Actually, happiness is always a temporary thing. It’d be weird if it was just a climbing scale and, at a certain point, we reached a state of irreversible bliss. Even when we achieve our ‘dream jobs’ we’re not stagnant – we’re usually not content to just turn up from 9-5 and work to rule every day for the rest of our lives: we have ups and downs, fights with colleagues, deadlines that are unreasonable or realistic, new ambitions or needs or desires.

Likewise with dating: you can meet someone you love so much you want to lick their used socks and snuggle so hard into them that your face becomes melded to the crook of their neck, and still you won’t be happy forever. That person will eventually piss you off, and you’ll piss them off, or you’ll have to go for Christmas lunch with their parents or something and you’ll be miserable because their dad makes shit gravy and doesn’t do the sprouts properly.

The point is, no one will ever be happy ever after. Knowing that makes me much happier today.

9 Comments

  • AK says:

    Very interesting. As a fat guy, I’ve always assumed I had to date ‘like for like’ because no one else would want me.

    • J says:

      Hi, AK. I’m a fat woman and I’ve happily dated fat, thin, and average-sized men. Here’s something you might find encouraging; I find it enormously easier to reach orgasm during missionary position PIV sex with bigger gents, because there is more flesh rubbing on my clitoris. With thinner gents there can sometimes not be enough going on down there to stimulate me enough. Note that a lot of women never come during PIV sex, and I’m just speaking for me, but the sheer physical pleasure of a larger man (I don’t mean a larger penis, but a larger guy attached to it!) is really notable.

  • RB says:

    This is all absolutely bang-on (heh). I went through the same thing; had a nasty break-up and had to go to Mum and Dad’s to recuperate – I’m not sure what triggered my bang-fest when I got back up north again but I went merrily shagging away and having adventures, which I still am doing. Still getting over the ex but time and excellent fucks are both great healers. And I’ve taken that second tip so to heart before now that I’m known as someone who has absolutely no flirting subtlety anymore. But who cares, it works…

  • riz says:

    Regarding 2. I think it has to be preceded by having quite strong self esteem, so that you don’t take knock backs to heart too much.

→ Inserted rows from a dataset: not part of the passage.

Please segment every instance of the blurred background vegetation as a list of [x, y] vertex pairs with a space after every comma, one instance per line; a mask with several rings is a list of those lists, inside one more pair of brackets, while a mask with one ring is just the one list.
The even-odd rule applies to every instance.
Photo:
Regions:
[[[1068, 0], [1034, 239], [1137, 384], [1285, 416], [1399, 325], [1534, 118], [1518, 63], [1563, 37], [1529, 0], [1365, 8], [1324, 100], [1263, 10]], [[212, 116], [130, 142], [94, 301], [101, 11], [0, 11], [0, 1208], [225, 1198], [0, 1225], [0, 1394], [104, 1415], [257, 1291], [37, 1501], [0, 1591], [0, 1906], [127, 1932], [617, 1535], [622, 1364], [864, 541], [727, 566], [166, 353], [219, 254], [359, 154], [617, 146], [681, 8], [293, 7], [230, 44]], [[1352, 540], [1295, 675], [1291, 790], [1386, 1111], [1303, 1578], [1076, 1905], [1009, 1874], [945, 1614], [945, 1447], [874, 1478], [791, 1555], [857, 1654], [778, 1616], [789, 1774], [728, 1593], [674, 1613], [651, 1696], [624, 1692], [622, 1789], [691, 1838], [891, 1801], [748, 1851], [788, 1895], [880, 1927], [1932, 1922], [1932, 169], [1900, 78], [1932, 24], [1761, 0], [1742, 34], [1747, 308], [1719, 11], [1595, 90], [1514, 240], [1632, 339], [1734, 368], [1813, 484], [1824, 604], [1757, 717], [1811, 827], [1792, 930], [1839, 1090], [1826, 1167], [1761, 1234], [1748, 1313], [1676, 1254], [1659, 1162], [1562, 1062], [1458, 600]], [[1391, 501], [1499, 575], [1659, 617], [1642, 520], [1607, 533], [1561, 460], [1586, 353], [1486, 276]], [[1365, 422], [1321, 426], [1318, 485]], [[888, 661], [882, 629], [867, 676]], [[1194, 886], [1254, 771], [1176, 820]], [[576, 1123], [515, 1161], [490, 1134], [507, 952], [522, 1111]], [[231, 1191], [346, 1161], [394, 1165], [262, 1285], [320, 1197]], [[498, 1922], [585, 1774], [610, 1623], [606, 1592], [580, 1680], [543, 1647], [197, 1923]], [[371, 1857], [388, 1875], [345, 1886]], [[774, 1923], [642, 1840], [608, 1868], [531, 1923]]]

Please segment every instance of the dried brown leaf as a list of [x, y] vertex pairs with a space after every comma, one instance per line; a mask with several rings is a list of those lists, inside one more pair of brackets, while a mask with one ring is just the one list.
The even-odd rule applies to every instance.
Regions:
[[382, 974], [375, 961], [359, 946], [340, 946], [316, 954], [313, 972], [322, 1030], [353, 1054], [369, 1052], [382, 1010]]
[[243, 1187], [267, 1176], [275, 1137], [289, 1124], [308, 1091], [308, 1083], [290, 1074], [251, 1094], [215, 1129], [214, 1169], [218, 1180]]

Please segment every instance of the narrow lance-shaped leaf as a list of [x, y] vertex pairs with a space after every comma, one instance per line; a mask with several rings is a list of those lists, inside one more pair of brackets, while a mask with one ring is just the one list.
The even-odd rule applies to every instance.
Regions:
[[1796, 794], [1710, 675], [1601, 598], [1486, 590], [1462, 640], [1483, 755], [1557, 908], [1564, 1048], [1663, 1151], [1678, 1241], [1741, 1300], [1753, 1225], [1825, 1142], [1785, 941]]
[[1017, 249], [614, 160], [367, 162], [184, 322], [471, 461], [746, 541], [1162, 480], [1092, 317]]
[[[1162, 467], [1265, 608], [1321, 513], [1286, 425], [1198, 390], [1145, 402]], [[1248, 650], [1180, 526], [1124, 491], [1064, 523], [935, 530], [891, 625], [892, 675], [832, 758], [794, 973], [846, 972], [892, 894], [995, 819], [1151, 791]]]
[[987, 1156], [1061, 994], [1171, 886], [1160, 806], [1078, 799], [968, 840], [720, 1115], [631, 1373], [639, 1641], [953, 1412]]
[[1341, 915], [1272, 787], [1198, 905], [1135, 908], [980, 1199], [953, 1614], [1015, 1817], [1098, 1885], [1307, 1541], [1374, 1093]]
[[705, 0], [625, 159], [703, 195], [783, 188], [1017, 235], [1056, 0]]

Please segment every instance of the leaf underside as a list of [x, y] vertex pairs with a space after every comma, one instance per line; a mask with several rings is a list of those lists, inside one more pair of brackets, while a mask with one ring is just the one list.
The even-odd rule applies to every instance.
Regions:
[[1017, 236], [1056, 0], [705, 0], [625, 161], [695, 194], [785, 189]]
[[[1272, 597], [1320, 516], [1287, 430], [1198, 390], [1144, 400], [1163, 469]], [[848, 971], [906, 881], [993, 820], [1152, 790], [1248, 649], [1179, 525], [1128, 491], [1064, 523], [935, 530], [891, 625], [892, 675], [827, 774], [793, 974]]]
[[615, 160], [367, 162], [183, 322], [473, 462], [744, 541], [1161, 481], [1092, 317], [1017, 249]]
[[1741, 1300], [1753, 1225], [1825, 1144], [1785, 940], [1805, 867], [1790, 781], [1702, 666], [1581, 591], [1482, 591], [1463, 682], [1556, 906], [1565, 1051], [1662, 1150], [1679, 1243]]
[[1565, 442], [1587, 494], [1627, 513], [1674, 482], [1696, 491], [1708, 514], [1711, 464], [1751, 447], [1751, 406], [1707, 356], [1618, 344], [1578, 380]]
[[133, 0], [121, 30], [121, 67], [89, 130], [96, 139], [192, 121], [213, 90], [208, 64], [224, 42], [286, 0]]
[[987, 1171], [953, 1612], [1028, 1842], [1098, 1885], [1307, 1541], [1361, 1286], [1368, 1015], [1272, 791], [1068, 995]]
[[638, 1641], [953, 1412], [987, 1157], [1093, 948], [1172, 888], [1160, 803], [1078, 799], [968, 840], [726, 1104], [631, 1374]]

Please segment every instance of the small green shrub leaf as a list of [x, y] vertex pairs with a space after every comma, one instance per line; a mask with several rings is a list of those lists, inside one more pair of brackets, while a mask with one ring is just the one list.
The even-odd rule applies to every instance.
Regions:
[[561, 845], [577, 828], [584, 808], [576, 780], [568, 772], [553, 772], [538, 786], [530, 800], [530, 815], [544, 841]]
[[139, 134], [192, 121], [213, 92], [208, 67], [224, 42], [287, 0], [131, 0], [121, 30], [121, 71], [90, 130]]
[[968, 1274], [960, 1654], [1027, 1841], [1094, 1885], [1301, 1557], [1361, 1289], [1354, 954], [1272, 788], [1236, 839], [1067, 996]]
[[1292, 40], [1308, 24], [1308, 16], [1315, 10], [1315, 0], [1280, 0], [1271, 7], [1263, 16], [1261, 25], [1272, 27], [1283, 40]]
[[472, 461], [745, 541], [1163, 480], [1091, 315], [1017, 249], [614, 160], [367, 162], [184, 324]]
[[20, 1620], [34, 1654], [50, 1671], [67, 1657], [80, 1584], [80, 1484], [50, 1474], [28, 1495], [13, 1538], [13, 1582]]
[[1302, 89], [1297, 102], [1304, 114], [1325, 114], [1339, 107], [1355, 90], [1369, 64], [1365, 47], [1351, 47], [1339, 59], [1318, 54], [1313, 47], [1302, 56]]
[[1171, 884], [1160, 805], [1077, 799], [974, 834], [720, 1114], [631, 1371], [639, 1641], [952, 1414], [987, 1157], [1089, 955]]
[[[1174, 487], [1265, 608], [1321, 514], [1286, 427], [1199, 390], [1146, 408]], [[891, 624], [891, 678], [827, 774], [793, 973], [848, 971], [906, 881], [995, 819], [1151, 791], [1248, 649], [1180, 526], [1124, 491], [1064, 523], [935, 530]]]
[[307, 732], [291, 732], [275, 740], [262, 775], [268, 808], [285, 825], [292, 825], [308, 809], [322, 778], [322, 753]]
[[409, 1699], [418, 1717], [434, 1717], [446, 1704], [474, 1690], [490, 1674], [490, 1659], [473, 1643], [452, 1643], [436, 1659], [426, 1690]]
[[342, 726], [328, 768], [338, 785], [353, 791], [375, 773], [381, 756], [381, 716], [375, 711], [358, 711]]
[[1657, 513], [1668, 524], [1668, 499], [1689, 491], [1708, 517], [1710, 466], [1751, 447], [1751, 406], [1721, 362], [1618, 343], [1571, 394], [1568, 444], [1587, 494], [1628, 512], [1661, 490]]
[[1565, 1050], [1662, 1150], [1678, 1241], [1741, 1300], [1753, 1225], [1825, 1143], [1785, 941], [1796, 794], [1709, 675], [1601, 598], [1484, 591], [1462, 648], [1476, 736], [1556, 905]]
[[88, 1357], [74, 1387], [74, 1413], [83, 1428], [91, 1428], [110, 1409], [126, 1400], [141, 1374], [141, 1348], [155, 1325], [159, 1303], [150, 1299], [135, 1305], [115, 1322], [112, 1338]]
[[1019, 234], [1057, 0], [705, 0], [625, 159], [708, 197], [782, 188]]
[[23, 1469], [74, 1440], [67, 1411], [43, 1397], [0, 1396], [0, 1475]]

    I’ve tried 2. It hasn’t worked so I have to be satisfied with my own company otherwise I’d go mental.

    Its probably a good basis to start from, being comfortable with the prospect of being on your own for a long period.

    • Girl on the net says:

      Good point, I think there’s definitely something in there about self-esteem – if you click through to @ArchedEyebrowBr’s blog, she has some excellent wisdom on self esteem and things. One of the reasons I love her writing is that she’s very straight down the line – happy to admit that self-esteem is important to cultivate, but also points out that it can be bloody hard if the whole of the world is conspiring to tell you you’re shit (as they often do with fat people). Basically she’s the boss, but have a read of her blog.

      And I agree – I think being able to be comfortable with yourself is incredibly important. It’s hard though, so I don’t think we should necessarily beat ourselves up if we can’t achieve it – maybe it’s a bit like happiness: fleeting and something we can’t grasp all the time?

  • AK says:

    I’m a massive idiot. Read this. Thought ‘God that like for like thing is so relatable’. Went to comment. Saw someone had said exactly what I wanted to.